From Publishers Weekly

Starred Review. Los Angeles Times editor and reporter Newton delivers the definitive biography of Earl Warren (1891–1974) for this generation. Newton's masterful narrative synthesizes Warren in all his contradictory guises: the dynamic and outsized California prosecutor and attorney general whose own father's mysterious murder perhaps derived from that ambitious career; the man of great liberal instinct who (as a three-term Republican governor of California) insisted on the internment of Japanese-Americans following Pearl Harbor; and the hard-driving Supreme Court chief justice (1953–1969) who'd never sat on a bench anywhere, but nevertheless shepherded such historic decisions as that in Brown v. Board of Education. It was also under Warren that the Court articulated the constitutional right to privacy, abolished prayer in public schools, clarified and guaranteed voting rights for minorities and created a right to counsel in state criminal trials. As well, Warren served as head of the commission bearing his name and charged with examining the Kennedy assassination—an exercise Newton reveals as to have been part investigation, part experiment in public relations and damage control. In the course of his research, Newton has garnered extensive interviews with Warren's surviving colleagues and children, and uncovered significant new archival sources, all of which he marshals to great effect. For the first time, Newton portrays an intricately complex Warren who—though liberal in his interpretations of the Constitution and progressive in his agenda for America—remained far from radical in other respects. Using testimony of insiders who knew the man well, Newton brilliantly depicts the many-sided Warren as ferociously ambitious, smartly calculating in advancing his career, prickly and contrary when challenged and eminently attracted to both wealth and power. As Newton shows, the ardent judicial defender of the dispossessed summered at California's Bohemian Grove and made a point of dying a rich man. Warren, writes Newton, "was no Eldridge Cleaver," despite rhetoric by contemporary conservatives who routinely invoke him as the poster boy for "bad behavior" in the form of liberal judicial activism. (Oct. 5)
Copyright © Reed Business Information, a division of Reed Elsevier Inc. All rights reserved.


From The Washington Post

This is a good time for a reexamination of the late Supreme Court chief justice Earl Warren. The recent appointment of a new chief justice, John G. Roberts Jr., raises the question of what makes an effective chief. And Roberts's rejection of the freewheeling pursuit of justice and fairness that Warren represented makes it useful to ask whether Warren deserves to be ranked among the handful of chiefs who have been considered an unequivocal success.

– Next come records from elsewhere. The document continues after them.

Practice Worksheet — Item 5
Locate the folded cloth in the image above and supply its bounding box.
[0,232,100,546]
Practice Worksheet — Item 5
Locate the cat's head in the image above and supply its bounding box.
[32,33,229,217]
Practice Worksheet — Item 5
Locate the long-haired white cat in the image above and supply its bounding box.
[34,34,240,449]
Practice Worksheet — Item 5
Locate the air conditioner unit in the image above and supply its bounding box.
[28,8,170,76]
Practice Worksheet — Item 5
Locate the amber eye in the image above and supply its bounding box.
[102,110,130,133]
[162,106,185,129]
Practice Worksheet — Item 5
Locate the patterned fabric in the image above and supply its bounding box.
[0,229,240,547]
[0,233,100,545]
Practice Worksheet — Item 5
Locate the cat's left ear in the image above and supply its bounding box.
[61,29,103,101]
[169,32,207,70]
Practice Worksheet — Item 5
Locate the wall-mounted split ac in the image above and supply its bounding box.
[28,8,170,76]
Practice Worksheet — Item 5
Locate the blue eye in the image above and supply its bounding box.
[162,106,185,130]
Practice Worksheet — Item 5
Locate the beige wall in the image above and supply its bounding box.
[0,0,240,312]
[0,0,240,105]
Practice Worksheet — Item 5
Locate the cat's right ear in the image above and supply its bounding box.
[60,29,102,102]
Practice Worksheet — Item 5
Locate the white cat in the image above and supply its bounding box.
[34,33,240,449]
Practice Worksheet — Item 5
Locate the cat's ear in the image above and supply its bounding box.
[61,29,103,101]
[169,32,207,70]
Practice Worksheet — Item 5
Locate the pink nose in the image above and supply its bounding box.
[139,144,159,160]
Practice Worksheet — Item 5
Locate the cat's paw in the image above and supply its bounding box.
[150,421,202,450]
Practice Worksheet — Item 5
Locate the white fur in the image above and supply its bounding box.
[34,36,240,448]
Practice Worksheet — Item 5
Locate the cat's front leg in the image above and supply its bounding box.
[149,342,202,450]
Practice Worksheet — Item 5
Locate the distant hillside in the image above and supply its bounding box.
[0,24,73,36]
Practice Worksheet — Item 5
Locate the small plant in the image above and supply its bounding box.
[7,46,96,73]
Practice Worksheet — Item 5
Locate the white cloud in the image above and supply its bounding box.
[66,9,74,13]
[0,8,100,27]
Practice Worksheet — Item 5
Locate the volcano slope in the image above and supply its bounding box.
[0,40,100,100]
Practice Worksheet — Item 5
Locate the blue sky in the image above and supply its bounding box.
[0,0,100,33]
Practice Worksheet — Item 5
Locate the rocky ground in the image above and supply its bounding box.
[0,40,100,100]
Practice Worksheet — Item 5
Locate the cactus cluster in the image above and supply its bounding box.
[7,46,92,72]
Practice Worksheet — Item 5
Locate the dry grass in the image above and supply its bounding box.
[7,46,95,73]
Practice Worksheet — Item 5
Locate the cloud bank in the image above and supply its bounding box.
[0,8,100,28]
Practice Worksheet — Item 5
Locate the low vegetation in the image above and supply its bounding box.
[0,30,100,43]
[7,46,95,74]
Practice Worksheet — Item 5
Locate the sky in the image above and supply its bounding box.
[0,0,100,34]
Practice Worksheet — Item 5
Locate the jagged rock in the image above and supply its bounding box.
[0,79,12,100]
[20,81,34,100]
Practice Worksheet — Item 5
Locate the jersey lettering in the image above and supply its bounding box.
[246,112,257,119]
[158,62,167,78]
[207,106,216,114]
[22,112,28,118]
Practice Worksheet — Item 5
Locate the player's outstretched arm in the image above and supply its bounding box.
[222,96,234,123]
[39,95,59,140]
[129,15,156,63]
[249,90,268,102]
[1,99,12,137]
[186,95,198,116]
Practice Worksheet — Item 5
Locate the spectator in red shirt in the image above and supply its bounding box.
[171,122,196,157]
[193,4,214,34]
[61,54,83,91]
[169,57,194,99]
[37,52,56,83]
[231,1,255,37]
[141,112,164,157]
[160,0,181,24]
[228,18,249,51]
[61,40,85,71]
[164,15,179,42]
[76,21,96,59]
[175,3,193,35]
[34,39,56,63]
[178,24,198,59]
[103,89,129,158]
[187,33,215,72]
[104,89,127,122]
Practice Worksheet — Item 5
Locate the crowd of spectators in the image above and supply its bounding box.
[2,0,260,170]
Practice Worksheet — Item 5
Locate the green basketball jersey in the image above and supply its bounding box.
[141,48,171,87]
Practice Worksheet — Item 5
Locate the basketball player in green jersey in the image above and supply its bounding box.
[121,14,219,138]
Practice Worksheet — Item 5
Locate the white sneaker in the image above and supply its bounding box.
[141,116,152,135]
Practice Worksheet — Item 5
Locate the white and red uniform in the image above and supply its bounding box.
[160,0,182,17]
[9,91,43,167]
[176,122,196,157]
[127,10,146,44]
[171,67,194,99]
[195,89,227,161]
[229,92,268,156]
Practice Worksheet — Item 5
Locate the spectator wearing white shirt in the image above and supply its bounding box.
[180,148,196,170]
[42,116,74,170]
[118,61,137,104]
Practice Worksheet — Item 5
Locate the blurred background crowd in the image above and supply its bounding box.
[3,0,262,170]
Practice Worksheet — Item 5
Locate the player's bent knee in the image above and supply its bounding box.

In his excellent new biography, Jim Newton, a reporter and editor for the Los Angeles Times, argues that Warren was indeed among the greatest chiefs in history precisely because there was little divergence between his politics and his jurisprudence. As the Republican governor of California from 1943 to 1953, he had been a centrist progressive who devoted himself to building consensus among ideological opponents; on the court, he did much the same thing. Although not all readers will share Newton's admiration for Warren's jurisprudence, Justice for All argues convincingly that the most effective chiefs are the most politically savvy -- and are more concerned about unanimity and consensus than about ideological purity.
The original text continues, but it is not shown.